Using some very sophisticated methods, the Kimsuky group is believed to be behind a spear phishing campaign aimed at stealing U.S. secrets.
This attack, dubbed “Autumn Aperture” by cybersecurity compromise management firm Prevailion, is a great example of just how much diligence and effort a cybercriminal group will exert in order to ensure their success.
In this string of attacks, not only were U.S. firms targeted, but specific individuals and their work details were also gathered to establish context for spear phishing attacks aimed at compromising endpoints. For example, one target was sent a copy of his speaker’s notes for a presentation recently given. The notes were a legitimate document requiring macros to be enabled to be viewed in order to launch the malicious code lying within the document. In many cases, similar levels of contextual detail were used in order to make the phishing attacks very personal.
On the malware side, the malicious code was even designed to call Windows Management Instrumentation (WMI) on the endpoint inquiring about all running processes in order to identify security solutions that would detect a downloaded payload.
This level of detail put into both the phishing attacks and the malware demonstrate the level that attackers will go to should they really want to gain entrance to your network.
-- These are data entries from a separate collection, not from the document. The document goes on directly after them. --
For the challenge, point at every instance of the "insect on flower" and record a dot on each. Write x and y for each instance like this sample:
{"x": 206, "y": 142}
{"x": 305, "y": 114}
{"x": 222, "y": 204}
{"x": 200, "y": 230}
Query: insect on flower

Organizations concerned about any kind of phising attack should be educating users with Security Awareness Training in an effort to elevate their understanding about the potential risk in opening attachments and clicking links. This training helps users become savvy about phishing scams, social engineering, etc. so that when (not if) they come in contact with a phishing email, it will be spotted immediately and discarded rather than clicked on.